Esas No: 2013/5682
Karar No: 2014/1805
Karar Tarihi: 30.01.2014
Yargıtay 10. Hukuk Dairesi 2013/5682 Esas 2014/1805 Karar Sayılı İlamı
"İçtihat Metni"
Sosyal Güvenlik Kurumu Başkanlığı adına Av. ... ile 1-...A.Ş adına Av. ... 2- ..., ...: ... Sig. A.Ş adına Av. ... aralarındaki dava hakkında ... 2. İş Mahkemesinden verilen 18.12.2012 günlü ve 2010/590 E. 2012/698 K. sayılı hükmün, davalı ... Dök. San. A.Ş vekili tarafından temyiz edilmesi üzerine dosya incelendi, gereği konuşulup düşünüldü.
Tebligat Kanunu"nun 35. maddesine göre tebligat, usulüne uygun olarak bir tebligat yapıldıktan sonra adresini değiştiren kimse yenisini bildirmediği ve adres kayıt sisteminde yerleşim yeni adresi de tespit edilemediği takdirde mümkündür.
Bazı maddeleri dışında 19.01.2011 tarihinde yürürlüğe giren 6099 sayılı Kanunun 3. maddesi ile değişik 7201 sayılı Tebligat Kanunu’nun 10/2. maddesine göre “bilinen en son adresin tebligata elverişli olmadığının anlaşılması veya tebligat yapılamaması hâlinde, muhatabın adres kayıt sisteminde bulunan yerleşim yeri adresi, bilinen en son adresi olarak kabul edilir ve tebligat buraya yapılır.”; Yine, 6099 sayılı Kanunun 5. maddesi ile 7201 sayılı Kanunun 21. maddesine eklenen ikinci fıkrasına göre, “gösterilen adres muhatabın adres kayıt sistemindeki adresi olup, muhatap o adreste hiç oturmamış veya o adresten sürekli olarak ayrılmış olsa dahi, tebliğ memuru tebliğ olunacak evrakı, o yerin muhtar veya ihtiyar heyeti azasından birine veyahut zabıta amir veya memurlarına imza karşılığında teslim eder ve tesellüm edenin adresini ihtiva eden ihbarnameyi gösterilen adresteki binanın kapısına yapıştırır. İhbarnamenin kapıya yapıştırıldığı tarih, tebliğ tarihi sayılır.”
Tüm bu düzenlemeler gözetildiğinde, artık, adres kayıt sisteminde yazılı adresi bulunanlara, 7201 sayılı Kanunun 35. maddesine göre tebligat yapılamayacak olup; bilinen en son adresin tebligata elverişli olmadığının anlaşılması veya tebligat yapılamaması hâlinde, adres kayıt sisteminde yazılı adresine, 21. maddenin ikinci fıkrasına göre tebliğ yapılması gerekecektir.
Somut olayda; davalı ..."a gıyabi hükmün Tebligat Kanunu 35. maddesine göre teblig edildiği, dolayısıyla tebliğatın usule uygun yapılmadığı, gıyabi hükmün feri müdahil ...Sig.

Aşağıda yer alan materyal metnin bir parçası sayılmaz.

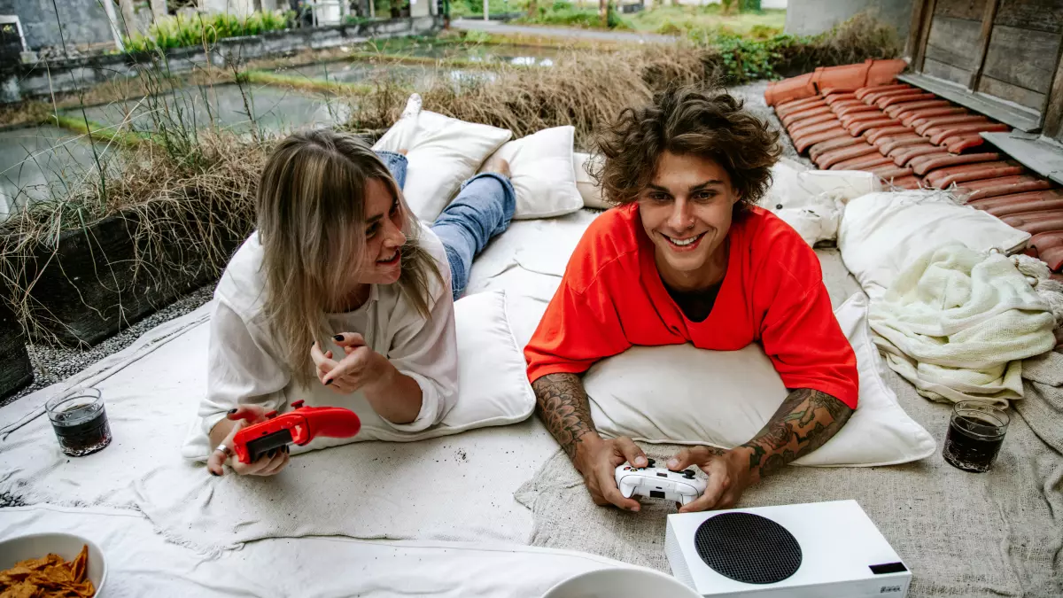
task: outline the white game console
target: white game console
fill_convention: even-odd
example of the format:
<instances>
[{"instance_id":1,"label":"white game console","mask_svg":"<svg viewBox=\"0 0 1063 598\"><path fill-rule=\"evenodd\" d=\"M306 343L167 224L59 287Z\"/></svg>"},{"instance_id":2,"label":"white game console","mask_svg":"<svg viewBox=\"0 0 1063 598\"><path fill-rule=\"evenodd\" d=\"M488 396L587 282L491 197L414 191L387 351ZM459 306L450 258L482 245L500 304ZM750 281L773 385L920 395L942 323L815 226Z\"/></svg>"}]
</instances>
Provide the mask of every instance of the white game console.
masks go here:
<instances>
[{"instance_id":1,"label":"white game console","mask_svg":"<svg viewBox=\"0 0 1063 598\"><path fill-rule=\"evenodd\" d=\"M668 516L672 575L705 597L904 598L912 574L855 500Z\"/></svg>"}]
</instances>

A.Ş vekiline tebliğ edilmediği ve hükme esas alınan kusur raporlarının bulunduğu tazminat dosyasının celb edilmediği anlaşılmıştır.
Mahkemece, gecikmeye ve yeni bir geri çevirmeye mahal verilmeksizin, gıyabi hükmün davalı ..."ın adres kayıt sisteminde yazılı adresine, 21. maddenin ikinci fıkrasına göre, feri müdahil vekiline ise usulüne uygun bir şekilde tebliğ yapılarak ve tazminat davası olarak açılan mahkemenizin 2009/248 E. 2012/386 K sayılı dosyasının celb edilerek eklenmesine mütakiben, temyiz süresi geçtikten ve 01.10.2011 tarihinde yürürlüğe giren 6100 sayılı Hukuk Muhakemeleri Kanunu"nun geçici 3. maddesi yollamasıyla gerektiğinde Hukuk Usulü Muhakemeleri Kanunu"nun 432. maddesindeki prosedür işletildikten sonra gönderilmek üzere dosyanın mahalline GERİ ÇEVRİLMESİNE, temyiz itirazlarının bu noksanlık giderilip dosya geldikten sonra incelenmesine, 30.01.2014 gününde oybirliğiyle karar verildi.